Ingmar took her hand and flattened it against the earth, then slapped it.

"I could beat you!" he said.

"You may do with me what you will, Ingmar."

He looked up into her face, upon which suffering had wrought a new kind of beauty. "And I came so near letting you go!" he sighed.

"You just had to come, I suppose."

"Let me tell you that I didn't care for you."

"I don't wonder at that."

"I felt relieved when I heard that you were to be sent to America."

"Yes, father wrote me that you were pleased."

"Whenever I looked at mother, I felt somehow that I couldn't ask her to accept a daughter-in-law like you."

"No, it would never do, Ingmar."

"I've had to put up with a lot on your account; no one would notice me because of my treatment of you."

"Now you are doing what you threatened to do," said Brita. "You're striking me."

"I can't begin to tell you how mad I am at you."

She kept still.

"When I think of all I've had to stand these last few weeks--" he went on.

"But Ingmar--"

"Oh, I'm not angry about that, but at the thought of how near I came to letting you go!"

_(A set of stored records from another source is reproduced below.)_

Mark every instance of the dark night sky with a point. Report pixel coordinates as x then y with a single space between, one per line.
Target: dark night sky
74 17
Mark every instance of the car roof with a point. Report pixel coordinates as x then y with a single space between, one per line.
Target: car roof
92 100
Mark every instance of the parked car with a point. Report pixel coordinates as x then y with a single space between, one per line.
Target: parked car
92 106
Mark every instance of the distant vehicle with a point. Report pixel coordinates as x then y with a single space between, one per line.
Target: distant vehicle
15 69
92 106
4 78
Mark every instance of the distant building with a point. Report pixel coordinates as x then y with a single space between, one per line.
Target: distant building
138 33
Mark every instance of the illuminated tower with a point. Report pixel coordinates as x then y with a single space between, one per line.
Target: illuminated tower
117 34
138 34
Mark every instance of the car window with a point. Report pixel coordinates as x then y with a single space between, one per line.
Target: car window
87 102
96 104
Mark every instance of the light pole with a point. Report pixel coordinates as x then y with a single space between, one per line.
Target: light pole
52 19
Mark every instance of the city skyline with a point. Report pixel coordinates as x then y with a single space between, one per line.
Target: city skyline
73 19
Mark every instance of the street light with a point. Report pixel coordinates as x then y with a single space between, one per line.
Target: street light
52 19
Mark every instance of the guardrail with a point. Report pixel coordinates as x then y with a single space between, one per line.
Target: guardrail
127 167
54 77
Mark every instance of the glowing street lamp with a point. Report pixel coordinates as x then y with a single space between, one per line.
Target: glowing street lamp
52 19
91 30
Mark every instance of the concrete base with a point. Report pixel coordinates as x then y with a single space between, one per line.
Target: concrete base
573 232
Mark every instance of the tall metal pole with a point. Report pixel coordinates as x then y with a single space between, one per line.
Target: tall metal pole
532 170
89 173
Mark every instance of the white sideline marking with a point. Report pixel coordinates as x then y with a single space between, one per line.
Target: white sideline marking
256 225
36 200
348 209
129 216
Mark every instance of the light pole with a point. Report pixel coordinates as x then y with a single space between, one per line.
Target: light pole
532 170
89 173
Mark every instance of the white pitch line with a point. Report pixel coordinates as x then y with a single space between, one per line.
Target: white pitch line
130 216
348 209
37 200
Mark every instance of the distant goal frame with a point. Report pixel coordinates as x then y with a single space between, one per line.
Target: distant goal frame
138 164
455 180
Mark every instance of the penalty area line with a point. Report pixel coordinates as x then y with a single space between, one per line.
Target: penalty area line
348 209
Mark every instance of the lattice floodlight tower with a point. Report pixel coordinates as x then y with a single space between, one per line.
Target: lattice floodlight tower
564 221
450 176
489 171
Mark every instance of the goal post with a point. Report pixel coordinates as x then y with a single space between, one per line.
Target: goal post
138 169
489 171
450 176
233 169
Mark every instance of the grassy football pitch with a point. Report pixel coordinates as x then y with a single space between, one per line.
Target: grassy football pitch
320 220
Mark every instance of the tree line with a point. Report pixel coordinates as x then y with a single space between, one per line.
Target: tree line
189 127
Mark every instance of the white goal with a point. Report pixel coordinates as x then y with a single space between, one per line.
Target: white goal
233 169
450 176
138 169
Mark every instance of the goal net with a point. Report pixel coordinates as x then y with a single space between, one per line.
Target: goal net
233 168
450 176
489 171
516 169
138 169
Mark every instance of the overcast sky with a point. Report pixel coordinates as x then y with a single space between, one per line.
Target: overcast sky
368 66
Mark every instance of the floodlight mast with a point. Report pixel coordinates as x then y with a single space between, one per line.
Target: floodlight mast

"Didn't you love me, Ingmar?"

"No, indeed."

"Not during the whole journey home?"

"No, not for a second! I was just put out with you."

"When did you change?"

"When I got your letter."

"I saw that your love was over; that was why I did not want you to know that mine was but just beginning."

Ingmar chuckled.

"What amuses you, Ingmar?"

"I'm thinking of how we sneaked out of church, and of the kind of welcome we got at the Ingmar Farm."

"And you can laugh at that?"

"Why not as well laugh? I suppose we'll have to take to the road, like tramps. Wonder what father would say to that?"

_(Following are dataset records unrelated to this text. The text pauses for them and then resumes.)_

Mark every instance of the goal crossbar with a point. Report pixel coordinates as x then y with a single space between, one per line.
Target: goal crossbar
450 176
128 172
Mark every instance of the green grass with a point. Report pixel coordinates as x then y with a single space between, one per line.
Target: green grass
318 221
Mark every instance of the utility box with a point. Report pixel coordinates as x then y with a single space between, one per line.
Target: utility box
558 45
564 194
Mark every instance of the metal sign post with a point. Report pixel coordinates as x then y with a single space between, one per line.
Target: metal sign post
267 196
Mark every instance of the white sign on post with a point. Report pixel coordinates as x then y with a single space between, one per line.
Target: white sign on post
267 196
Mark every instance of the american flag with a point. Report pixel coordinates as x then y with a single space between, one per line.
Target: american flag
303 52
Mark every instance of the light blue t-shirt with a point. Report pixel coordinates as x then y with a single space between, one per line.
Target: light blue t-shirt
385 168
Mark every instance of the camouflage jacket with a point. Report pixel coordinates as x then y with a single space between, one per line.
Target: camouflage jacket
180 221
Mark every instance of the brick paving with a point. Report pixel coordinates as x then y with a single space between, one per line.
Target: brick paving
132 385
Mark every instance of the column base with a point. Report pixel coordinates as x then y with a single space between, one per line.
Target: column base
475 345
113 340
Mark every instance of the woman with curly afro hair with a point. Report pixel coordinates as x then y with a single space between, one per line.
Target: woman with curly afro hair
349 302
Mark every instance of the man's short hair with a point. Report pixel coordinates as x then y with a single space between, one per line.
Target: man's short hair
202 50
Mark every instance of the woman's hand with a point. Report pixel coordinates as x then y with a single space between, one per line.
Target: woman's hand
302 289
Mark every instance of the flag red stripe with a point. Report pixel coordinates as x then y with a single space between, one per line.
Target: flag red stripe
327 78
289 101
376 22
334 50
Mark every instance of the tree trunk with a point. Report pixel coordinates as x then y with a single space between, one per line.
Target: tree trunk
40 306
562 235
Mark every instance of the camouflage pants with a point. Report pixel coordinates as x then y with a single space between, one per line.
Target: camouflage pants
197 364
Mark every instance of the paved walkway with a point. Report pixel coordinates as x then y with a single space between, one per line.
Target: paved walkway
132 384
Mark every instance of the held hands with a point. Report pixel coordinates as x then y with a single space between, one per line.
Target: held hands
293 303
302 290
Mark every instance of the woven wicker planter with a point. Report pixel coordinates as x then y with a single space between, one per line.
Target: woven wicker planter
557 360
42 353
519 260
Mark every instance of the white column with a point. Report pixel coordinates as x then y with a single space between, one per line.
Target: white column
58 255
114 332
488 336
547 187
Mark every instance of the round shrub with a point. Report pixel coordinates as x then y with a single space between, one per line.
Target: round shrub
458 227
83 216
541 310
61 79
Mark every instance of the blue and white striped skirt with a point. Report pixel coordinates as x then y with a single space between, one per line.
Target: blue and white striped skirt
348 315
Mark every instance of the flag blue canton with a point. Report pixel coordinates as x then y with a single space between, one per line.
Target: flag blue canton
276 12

"You may laugh, Ingmar, but this can't be; it can't be."

"I think it can, for now I don't care a d.a.m.n about anything or anybody but you!"

Brita was ready to cry, but he just made her tell him again and again how often she had thought of him, and how much she had longed for him. Little by little he became as quiet as a child listening to a lullaby. It was all so different from what Brita had expected.

She had thought of talking to him about her crime, if he came for her, and the weight of it. She would have liked to tell either him or her mother, or whoever had come for her, how unworthy she was of them. But not a word of this had she been allowed to speak.

Presently he said very gently:

"There is something you want to tell me?"

"Yes."

"And you are thinking about it all the time?"

"Day and night!"

"And it gets sort of mixed in with everything?"

"That's true."

"Now tell me about it, so there will be two instead of one to bear it."

He sat looking into her eyes; they were like the eyes of a poor, hunted fawn. But as she spoke they became calmer.

"Now you feel better," he said when she had finished.

"I feel as if a great weight had been lifted from my heart."

"That is because we are two to bear it. Now, perhaps, you won't want to go away."

"Indeed I should love to stay!" she said.

"Then let us go home," said Ingmar, rising.